My feeling on this is "No---not the way they are."
While a nicely laid out booklet format for the FAQ might be useful, putting
it up on the net in a vendor-specific format requiring a specific brand and
model of printer is decidedly net-user-hostile. Generally Bob, people put
things up in a format that is NOT limited to one software and/or hardware
vendor's products so that as many people as possible can make use of your
hard work and so when the specific product you geared your work toward is
phased out your work doesn't become a useless disk-space waster.
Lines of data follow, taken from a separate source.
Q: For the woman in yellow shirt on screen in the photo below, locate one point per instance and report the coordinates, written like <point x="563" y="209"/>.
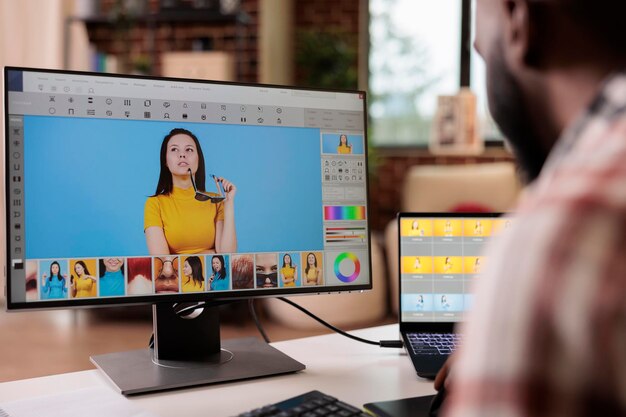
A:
<point x="288" y="272"/>
<point x="83" y="283"/>
<point x="344" y="147"/>
<point x="193" y="276"/>
<point x="181" y="217"/>
<point x="312" y="274"/>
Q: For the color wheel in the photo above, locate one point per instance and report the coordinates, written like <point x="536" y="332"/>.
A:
<point x="347" y="257"/>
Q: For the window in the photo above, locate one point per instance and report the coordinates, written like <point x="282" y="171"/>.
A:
<point x="486" y="125"/>
<point x="415" y="55"/>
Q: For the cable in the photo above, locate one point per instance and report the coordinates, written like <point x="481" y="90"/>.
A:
<point x="381" y="343"/>
<point x="256" y="320"/>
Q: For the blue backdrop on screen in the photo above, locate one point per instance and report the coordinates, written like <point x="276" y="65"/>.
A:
<point x="86" y="183"/>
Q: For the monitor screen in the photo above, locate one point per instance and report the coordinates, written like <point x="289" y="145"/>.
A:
<point x="125" y="189"/>
<point x="441" y="255"/>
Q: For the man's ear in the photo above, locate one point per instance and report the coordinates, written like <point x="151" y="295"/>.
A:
<point x="521" y="38"/>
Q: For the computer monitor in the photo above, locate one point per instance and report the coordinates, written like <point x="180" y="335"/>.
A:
<point x="130" y="190"/>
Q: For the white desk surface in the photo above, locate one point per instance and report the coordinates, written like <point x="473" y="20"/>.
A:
<point x="351" y="371"/>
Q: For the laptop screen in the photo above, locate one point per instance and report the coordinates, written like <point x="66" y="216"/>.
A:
<point x="440" y="258"/>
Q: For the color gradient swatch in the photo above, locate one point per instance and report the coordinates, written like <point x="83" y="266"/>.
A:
<point x="347" y="257"/>
<point x="344" y="213"/>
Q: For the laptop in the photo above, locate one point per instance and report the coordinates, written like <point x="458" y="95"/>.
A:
<point x="440" y="256"/>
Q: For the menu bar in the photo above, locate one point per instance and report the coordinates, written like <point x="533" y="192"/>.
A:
<point x="41" y="82"/>
<point x="135" y="108"/>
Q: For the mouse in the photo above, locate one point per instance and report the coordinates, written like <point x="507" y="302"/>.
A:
<point x="435" y="404"/>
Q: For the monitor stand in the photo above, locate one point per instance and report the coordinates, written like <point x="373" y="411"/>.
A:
<point x="188" y="352"/>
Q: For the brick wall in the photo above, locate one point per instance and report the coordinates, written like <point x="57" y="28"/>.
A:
<point x="241" y="40"/>
<point x="150" y="39"/>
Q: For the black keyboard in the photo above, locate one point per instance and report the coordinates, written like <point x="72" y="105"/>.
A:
<point x="434" y="343"/>
<point x="311" y="404"/>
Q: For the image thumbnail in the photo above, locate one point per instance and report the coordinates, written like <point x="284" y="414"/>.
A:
<point x="54" y="279"/>
<point x="448" y="265"/>
<point x="417" y="265"/>
<point x="312" y="273"/>
<point x="219" y="278"/>
<point x="166" y="275"/>
<point x="139" y="276"/>
<point x="289" y="270"/>
<point x="112" y="280"/>
<point x="448" y="227"/>
<point x="242" y="271"/>
<point x="83" y="282"/>
<point x="417" y="302"/>
<point x="31" y="284"/>
<point x="416" y="227"/>
<point x="266" y="270"/>
<point x="192" y="277"/>
<point x="449" y="302"/>
<point x="477" y="227"/>
<point x="474" y="264"/>
<point x="342" y="144"/>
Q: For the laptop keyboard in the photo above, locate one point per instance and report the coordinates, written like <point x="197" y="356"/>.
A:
<point x="434" y="343"/>
<point x="310" y="404"/>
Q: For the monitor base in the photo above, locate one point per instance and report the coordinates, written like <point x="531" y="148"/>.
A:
<point x="136" y="372"/>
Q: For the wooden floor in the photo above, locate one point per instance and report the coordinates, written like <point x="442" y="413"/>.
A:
<point x="42" y="343"/>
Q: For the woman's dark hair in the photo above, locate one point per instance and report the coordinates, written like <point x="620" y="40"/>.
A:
<point x="306" y="270"/>
<point x="196" y="269"/>
<point x="59" y="276"/>
<point x="290" y="261"/>
<point x="166" y="185"/>
<point x="81" y="263"/>
<point x="221" y="274"/>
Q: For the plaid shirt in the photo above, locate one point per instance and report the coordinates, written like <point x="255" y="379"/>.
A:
<point x="547" y="336"/>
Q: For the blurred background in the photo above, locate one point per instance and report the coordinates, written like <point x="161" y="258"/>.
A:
<point x="405" y="53"/>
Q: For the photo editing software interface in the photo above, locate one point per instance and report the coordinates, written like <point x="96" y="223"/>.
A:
<point x="277" y="202"/>
<point x="440" y="258"/>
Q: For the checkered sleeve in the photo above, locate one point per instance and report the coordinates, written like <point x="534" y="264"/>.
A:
<point x="547" y="336"/>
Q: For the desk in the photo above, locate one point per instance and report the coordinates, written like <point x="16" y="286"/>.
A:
<point x="354" y="372"/>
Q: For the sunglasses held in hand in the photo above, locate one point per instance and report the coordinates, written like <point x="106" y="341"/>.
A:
<point x="202" y="196"/>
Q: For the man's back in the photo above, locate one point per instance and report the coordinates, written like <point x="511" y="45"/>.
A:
<point x="548" y="333"/>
For most information, ASCII text is the most useful format, so you'll find
that no matter how great a job you do, the ASCII format will still probably
be more often used because EVERY platform and software can handle an ASCII
file. For a layout, PostScript is the most intelligent choice because it
is supported by a wide range of different vendors and because PostScript
file viewers are available for most platforms and because LOTS of different
software can import PostScript. (DVI or TeX are not unreasonable choices,
but not as many people know how to handle DVI or TeX files so these aren't
optimal choices).
For the Windows help files, I'd say these are pretty much useless for two
reasons:
1) Form doesn't follow function. When I'm brewing or culturing yeast, I'm
doing so in my kitchen, not at my computer. A document like the layout can
be printed out and taken to the kitchen with me to look at as I perform
whatever process is being described, a help file is totally useless
because I don't keep my computer in my kitchen. Simply a mis-application
of technology.
2) Vendor-specific again. Not EVERYBODY uses or wants to use MS-Windows.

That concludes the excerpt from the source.